Compared to his supervisor's office, Patrick's desk was uncluttered and sparse. He'd never given the space much thought, other than to avoid it. What was the point in decorating? It annoyed him the way his co-workers littered their spaces with photos of families and friends, displaying them as some measure of achievement. 'This is what I have outside of this place, what do you have?' Why should he offer a window into his life to be assessed and ranked amongst the workforce? Worse still were postings of platitudes and self-motivating mantras, stuck to people's cubicles to help them through the day. At least Patrick wrote his own and kept them in his notebook. He didn't force them into his co-workers' field of vision the way they foisted their banalities on him.
His standard-issue ergonomic chair took his weight but creaked and squeaked as he shifted to find a comfortable position. He placed the document on the desk and pulled the chair in closer, ready, a little excited even, to discover what form of administrative ineptitude middle management had planned: a restructure, job losses, productivity gains? What idiocy would they be imposing on the workforce next?

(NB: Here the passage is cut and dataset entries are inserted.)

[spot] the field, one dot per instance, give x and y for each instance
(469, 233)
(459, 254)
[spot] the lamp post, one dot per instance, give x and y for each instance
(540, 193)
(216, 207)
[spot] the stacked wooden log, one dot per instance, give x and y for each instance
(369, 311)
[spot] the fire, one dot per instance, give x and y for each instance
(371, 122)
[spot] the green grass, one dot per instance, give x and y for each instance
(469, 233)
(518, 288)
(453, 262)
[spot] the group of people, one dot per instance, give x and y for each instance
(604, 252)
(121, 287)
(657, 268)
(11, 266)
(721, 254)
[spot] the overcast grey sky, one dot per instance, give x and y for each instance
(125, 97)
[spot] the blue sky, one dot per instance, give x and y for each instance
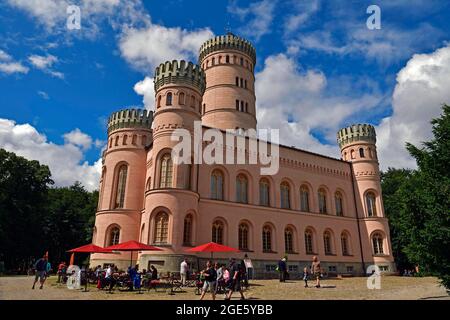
(318, 68)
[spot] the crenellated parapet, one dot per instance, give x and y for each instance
(227, 42)
(130, 118)
(356, 132)
(180, 72)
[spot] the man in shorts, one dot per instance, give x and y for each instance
(235, 275)
(210, 281)
(41, 271)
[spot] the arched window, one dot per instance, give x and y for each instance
(169, 99)
(161, 228)
(344, 244)
(264, 192)
(217, 232)
(327, 243)
(288, 240)
(181, 98)
(267, 239)
(159, 101)
(322, 201)
(243, 236)
(120, 186)
(361, 152)
(217, 185)
(166, 171)
(187, 230)
(304, 198)
(114, 236)
(309, 242)
(377, 242)
(285, 195)
(241, 189)
(339, 204)
(371, 205)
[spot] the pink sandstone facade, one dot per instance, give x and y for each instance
(314, 205)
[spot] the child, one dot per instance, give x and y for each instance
(305, 276)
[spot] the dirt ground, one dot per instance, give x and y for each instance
(396, 288)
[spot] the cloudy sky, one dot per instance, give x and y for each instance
(319, 68)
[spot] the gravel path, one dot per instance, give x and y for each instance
(12, 288)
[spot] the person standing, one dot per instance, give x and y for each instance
(40, 267)
(315, 270)
(184, 269)
(235, 274)
(210, 275)
(282, 268)
(305, 276)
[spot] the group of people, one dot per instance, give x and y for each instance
(227, 278)
(315, 271)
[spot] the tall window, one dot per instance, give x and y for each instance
(187, 230)
(241, 189)
(371, 206)
(289, 240)
(322, 201)
(166, 171)
(339, 204)
(217, 185)
(285, 196)
(181, 98)
(264, 192)
(344, 244)
(169, 99)
(267, 239)
(114, 236)
(161, 228)
(377, 242)
(327, 242)
(217, 232)
(309, 242)
(120, 187)
(304, 198)
(243, 236)
(361, 152)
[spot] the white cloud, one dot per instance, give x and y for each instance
(145, 48)
(300, 103)
(146, 89)
(9, 66)
(78, 138)
(258, 17)
(65, 161)
(43, 94)
(423, 85)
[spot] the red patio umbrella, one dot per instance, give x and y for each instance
(133, 246)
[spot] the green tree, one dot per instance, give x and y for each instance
(426, 197)
(69, 220)
(23, 192)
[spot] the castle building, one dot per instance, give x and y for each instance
(313, 205)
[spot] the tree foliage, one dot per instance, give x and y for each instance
(35, 218)
(418, 204)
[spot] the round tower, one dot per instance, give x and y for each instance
(358, 146)
(229, 99)
(170, 196)
(122, 182)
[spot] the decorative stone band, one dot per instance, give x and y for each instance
(229, 41)
(130, 118)
(180, 72)
(356, 132)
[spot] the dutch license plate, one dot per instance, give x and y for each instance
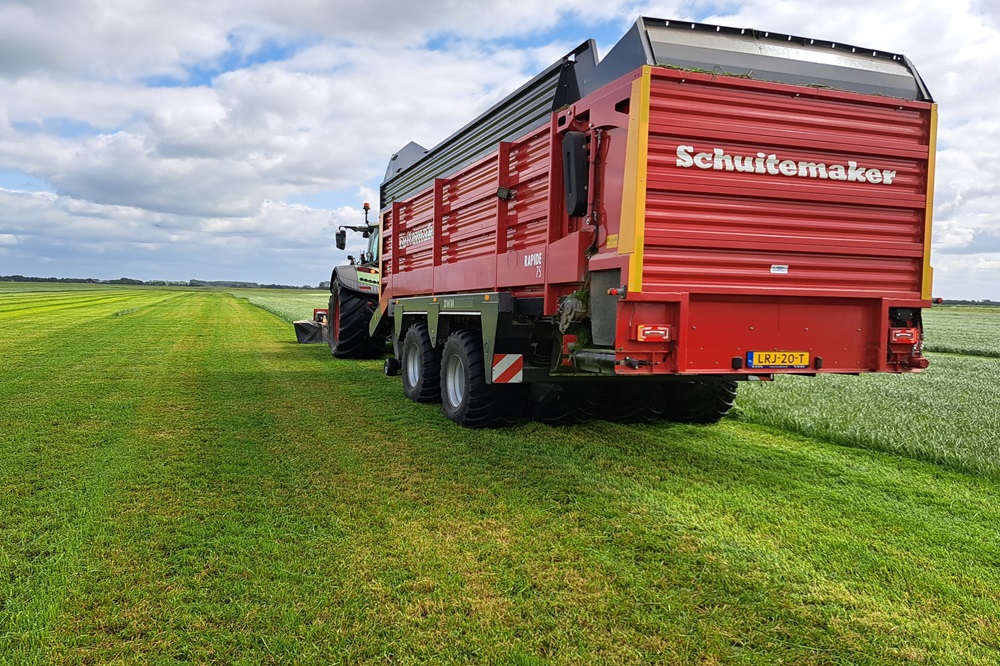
(775, 359)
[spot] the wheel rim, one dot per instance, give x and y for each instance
(455, 381)
(412, 363)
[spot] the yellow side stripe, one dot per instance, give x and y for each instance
(926, 291)
(633, 220)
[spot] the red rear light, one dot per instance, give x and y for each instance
(654, 333)
(904, 336)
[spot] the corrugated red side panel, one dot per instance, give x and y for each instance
(459, 236)
(711, 228)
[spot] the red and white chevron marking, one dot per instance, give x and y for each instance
(508, 368)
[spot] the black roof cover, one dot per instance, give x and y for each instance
(766, 56)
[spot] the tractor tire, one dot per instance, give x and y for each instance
(466, 398)
(348, 319)
(421, 366)
(701, 401)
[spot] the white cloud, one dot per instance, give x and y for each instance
(273, 103)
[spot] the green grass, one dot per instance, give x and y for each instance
(947, 414)
(181, 482)
(289, 305)
(963, 330)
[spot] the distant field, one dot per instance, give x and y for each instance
(288, 304)
(963, 330)
(183, 483)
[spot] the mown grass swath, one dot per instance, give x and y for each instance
(185, 483)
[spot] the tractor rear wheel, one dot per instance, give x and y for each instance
(421, 366)
(466, 398)
(699, 401)
(348, 319)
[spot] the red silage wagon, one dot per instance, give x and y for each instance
(628, 239)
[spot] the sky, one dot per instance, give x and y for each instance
(227, 140)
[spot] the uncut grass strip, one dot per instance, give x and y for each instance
(942, 415)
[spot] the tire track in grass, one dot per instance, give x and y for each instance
(265, 503)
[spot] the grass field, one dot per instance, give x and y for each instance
(288, 304)
(183, 483)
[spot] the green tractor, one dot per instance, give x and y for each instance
(354, 292)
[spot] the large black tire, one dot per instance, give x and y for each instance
(466, 398)
(699, 401)
(348, 319)
(421, 366)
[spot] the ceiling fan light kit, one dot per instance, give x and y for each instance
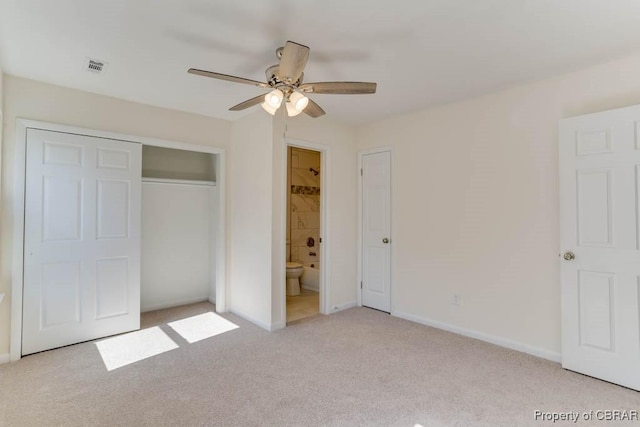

As he began to read he was overcome with an acute awareness of the moment. As the words worked their way through his cerebral cortex he became filled with the horror of their reality. This was no minor administrative report. Patrick was discovering a truth that put his own concept of 'Cosmic Breath' into the realm of the pathetic. This was not a moment to be treasured, not a moment to be loved, but as clear a moment as any in his life, a milestone, a point of reference that couldn't be erased now that it had made its mark and he realised that from this point on his life wouldn't be the same.
Patrick sat with his hands frozen on the document and watched as workers began to arrive, safe now under the cover of night. Safe from the very sun in the sky that burned their lives into being but a sun now too strong for them to be exposed to.
He didn't move, didn't respond to his co-workers' 'good evenings', didn't react when the phone rang, didn't even realise he was continuing to breathe. There was only himself, the document before him and what was happening to his mind now that the information had transferred from paper to grey matter, nothing else registered, nothing else could.
Without fully knowing why, he stood, took the document in one hand, his car keys in the other and began to move. As he made his way steadily towards the exit he passed the early starters - some of them he knew, others he didn't, some he liked, others annoyed him, but they all looked like ghosts to him now. This pounding idea forced into his head by that wretched document made them all look dead, their activities meaningless, anything they might have to say useless. The information was infecting him – a vile fast moving virus corrupting and consuming his system.
The night air gave little relief, the ground still hot from the day's saturation of sunlight, the heat rising and filling his lungs. Every breath made him light-headed. He reached his car – the auto cooling made the interior a welcome relief from the outside air, but it didn't bring him back, didn't stop the pounding urge to keep moving. He started the car, capitulating to the unknown force propelling him forward. With no sense of destination, only a need to move away from that moment, that ground zero moment, he drove onto the open road. His lone vehicle travelled in the opposite direction to the stream of headlights making their way to work, collectively illuminating one side of the road as his sole set of headlights moved freely, seemingly unencumbered.